Website Design as a Marketing Tool

Posted by Christa Palm on February 26, 2011


Internet marketing is a complex, multi-faceted business, complete with techniques such as advertising, blogging, social networking, guest blogging, and social media advertising, to name a few. All of these techniques can increase search engine page rank to put your business near the top of your customers' internet searches -- bringing more visitors to your site.

Once customers are at your site, though, you want to keep them there long enough to at least peak their interest. Since one of the designs of internet marketing is to brand your business name into potential customers' thought processes, keeping these customers at your site for a few minutes will help them remember your business name when they are ready to purchase.

So, how can you keep customers interested in your site long enough to make an impact?
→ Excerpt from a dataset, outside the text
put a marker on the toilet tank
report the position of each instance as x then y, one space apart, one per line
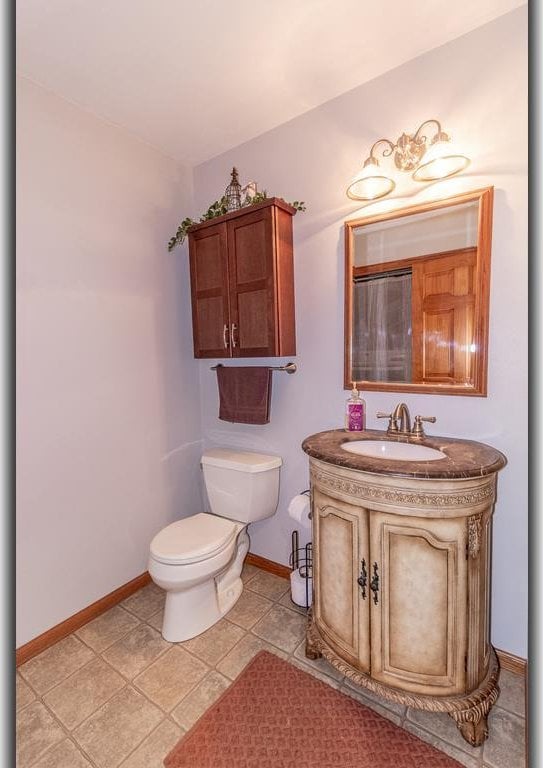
241 485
One of the more important ways to intrigue a customer is to visually stimulate him through a beautifully designed and cohesive website. This does not mean overpowering the customer with bright colors but rather drawing a customer in through subtle design and easy navigation. Let's take a look at each of these ideas.

Subtle Design

Design is a personal reflection of your business ideals, so every webpage will be completely different. A law firm, for example, may lean toward an elegant design while a more creative firm, like a children's furniture design company, may wish to feature a bold design. In either case, though, the design should not overpower (or underwhelm) the viewer.

For example, the law firm may not wish to deviate from a plain design, and the webpage could be viewed as stale and boring by customers. This, of course, is not the desired effect. The firm could punch up the web design through some simple font changes, some added blocks of color, and some pictures of the firm.

On the other hand, the creative furniture company may have taken their website to the opposite extreme: overloading the site with too many colors, pictures, and font changes. In this example, customers may wish to exit the site as soon as possible because a neon green and busy patterns hurt their eyes. This is also not the company's intent.

So, how can each of these very different companies find a balance in their site designs? Both can use colors in the right combination -- three to four different colors can be used on the site, but the base color should not offend the viewer (neutrals like white, off-white, and tan are ideal). Font changes and pictures can also use the same rule -- no more than three to four different fonts and pictures per page.

Easy Navigation

The other place where customers will appreciate a well-planned design is in the navigation. A website with standard navigation ideas, like a task bar at top and contact information at the bottom, will help customers find the information they need.

For example, when sites display the contact information in creative places, customers looking to purchase an item or contact the company may leave the site before purchase. Simply displaying this information in the creative placement and at the bottom of the site will solve this conundrum.

Hopefully, a new website design that includes subtle design and easy navigation will increase your business sales, but additionally, the new design may make the site more appealing to search engines -- the changed metatags may be attractive to Google, for example. This potential increase in page rank is a bonus to the increased potential for branding and sales -- excellent for any business looking to boost internet advertising.